CM Das suspended Jharkhand Administrative Services official Praveen Prakash, the circle officer (CO) of Ranchi sadar for irregularities in mutation work. He has directed South Chotanagpur commissioner K.K. Khandelwal to hunt for those revenue employees posted here who are part of network of corruption. Mr Khandelwal has to submit the report to the government in a month.
A local journalist commented that words like Lakshmi Puja, chadhawa, maal pani, paan-cigarette and mithai, all mundane euphemisms for bribes, could not be heard along the corridors of the revenue office on Friday.
The usual band of touts also vanished, and clerks and babus cast ‘suspicious looks’ at visitors while discussing who would be guillotined next for corruption.
The Ranchi sadar revenue circle office covers 38 revenue villages or mouzas. It deals with land related issues, right from mutation – transfer and rejection of land ownership – to fixing and collecting land tax, measuring land, verifying its authenticity and nature, all jobs with big stake and money involved.
Khandelwal, who indicted Prakash, a second-class gazetted officer, declined to specify the nature of graft allegations against the man, but justified the government’s action.
“I found thousands of land mutation files pending under the charge of the CO (Prakash).

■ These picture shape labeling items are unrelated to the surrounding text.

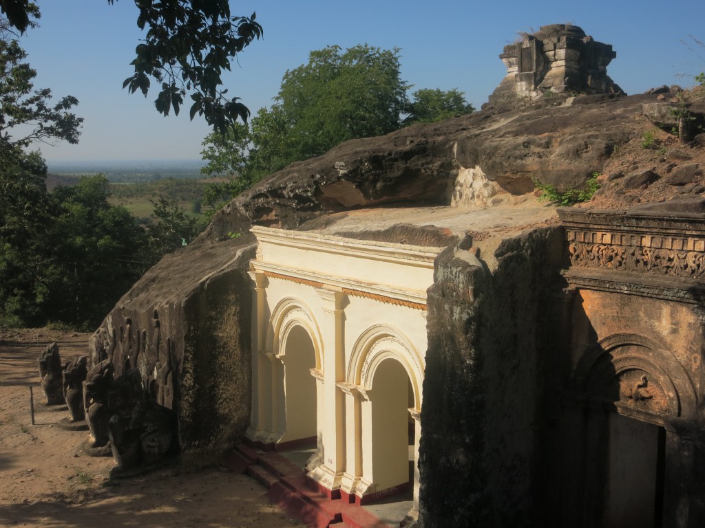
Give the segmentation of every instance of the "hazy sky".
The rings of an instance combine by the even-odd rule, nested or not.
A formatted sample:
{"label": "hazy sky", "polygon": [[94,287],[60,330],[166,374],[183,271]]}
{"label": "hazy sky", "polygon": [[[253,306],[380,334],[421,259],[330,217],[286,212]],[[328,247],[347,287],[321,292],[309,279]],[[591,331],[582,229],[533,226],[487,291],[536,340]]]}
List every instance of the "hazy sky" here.
{"label": "hazy sky", "polygon": [[[145,99],[122,89],[132,73],[139,44],[133,0],[35,0],[41,27],[22,39],[37,70],[35,87],[56,97],[76,96],[76,113],[85,118],[78,145],[42,146],[52,161],[198,158],[209,132],[188,106],[178,117],[154,110],[156,94]],[[504,77],[498,58],[517,32],[541,25],[572,23],[613,45],[617,58],[608,68],[628,94],[655,86],[692,84],[705,70],[703,0],[593,0],[527,2],[436,0],[260,0],[231,1],[233,15],[257,11],[264,39],[238,57],[226,77],[252,113],[271,103],[282,75],[328,45],[357,44],[402,49],[402,77],[419,88],[458,88],[477,108]],[[697,54],[688,49],[688,42]],[[678,77],[685,75],[690,77]]]}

Though mutation applications were spilling over from a couple of years (Prakash was posted last year), an incumbent official must dispose of them. Important files were traceless from official records. Also, I found many undated files, some with backdated signatures, records tampered with and information about number of pending files wrongly furnished,” Khandelwal said.
As a simple instance, Khandelwal in the report submitted to the government said 4,744 and 3,819 mutation applications were pending at the office during fiscal years 2014-15 and 2013-14, respectively.

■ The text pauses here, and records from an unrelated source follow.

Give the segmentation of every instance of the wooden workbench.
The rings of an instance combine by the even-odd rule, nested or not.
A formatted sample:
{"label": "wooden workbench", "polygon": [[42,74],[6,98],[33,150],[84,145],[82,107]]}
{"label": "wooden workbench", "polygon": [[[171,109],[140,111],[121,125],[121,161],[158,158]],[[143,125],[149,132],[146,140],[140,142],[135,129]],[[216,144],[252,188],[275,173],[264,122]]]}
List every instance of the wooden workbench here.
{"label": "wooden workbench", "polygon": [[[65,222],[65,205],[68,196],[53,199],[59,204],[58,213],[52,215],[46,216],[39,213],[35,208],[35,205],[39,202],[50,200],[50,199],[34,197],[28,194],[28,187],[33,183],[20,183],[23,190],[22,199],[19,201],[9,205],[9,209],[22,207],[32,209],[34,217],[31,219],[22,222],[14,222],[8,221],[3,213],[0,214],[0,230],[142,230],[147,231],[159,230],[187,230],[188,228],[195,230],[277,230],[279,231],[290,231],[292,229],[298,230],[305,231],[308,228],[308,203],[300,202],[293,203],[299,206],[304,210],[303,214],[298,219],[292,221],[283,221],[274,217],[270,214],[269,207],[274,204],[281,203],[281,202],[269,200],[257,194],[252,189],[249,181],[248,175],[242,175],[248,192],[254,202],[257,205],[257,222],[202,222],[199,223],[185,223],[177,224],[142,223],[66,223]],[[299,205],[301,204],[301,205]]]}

But, Prakash, in his reports, claimed only 1,205 mutation applications were pending till March 2015, the number dwindling to 448 in June.
According to state government norms, an application for land mutation must be cleared in a maximum of 45 days from the date of submission of the application. The government doesn’t charge any fee for the service.
The office also had no record of 9,375 cases of land mutation, Khandelwal’s report said.
The local edition of the Telegraph newspaper, cites an interesting case study (printed here):
“This office is a den of corruption,” said civil court lawyer Kamlesh Kumar Singh who came to seek the status of land mutation applications of two of his clients Ashok Richard and Alfred Nagdua, residents of Kanta Toli and Bahu Bazar, who had applied in 2013.
In Richard’s case, Prakash’s office apparently lied to the chief minister’s office. When his application was not processed, Richard lodged complaint at chief minister’s complaint cell this September, but in his reply to the chief minister, the CO’s office said the work was done.
Lawyer Md Islam, who came to seek mutation status of his clients Md Yahiya and Harun Rashid, said files were missing. “I charge Rs 2,000 each from my clients but revenue employees demand Rs 20,000 from me. No one fears a lawyer. You pay at least Rs 5,000 as bribe for mutation, which can rise to a lakh.”
RTI activist Sunil Oraon, who fights for tribal land, added that rivals often bribe officials to conceal or destroy files. “You can’t imagine the quantum of corruption,” he said.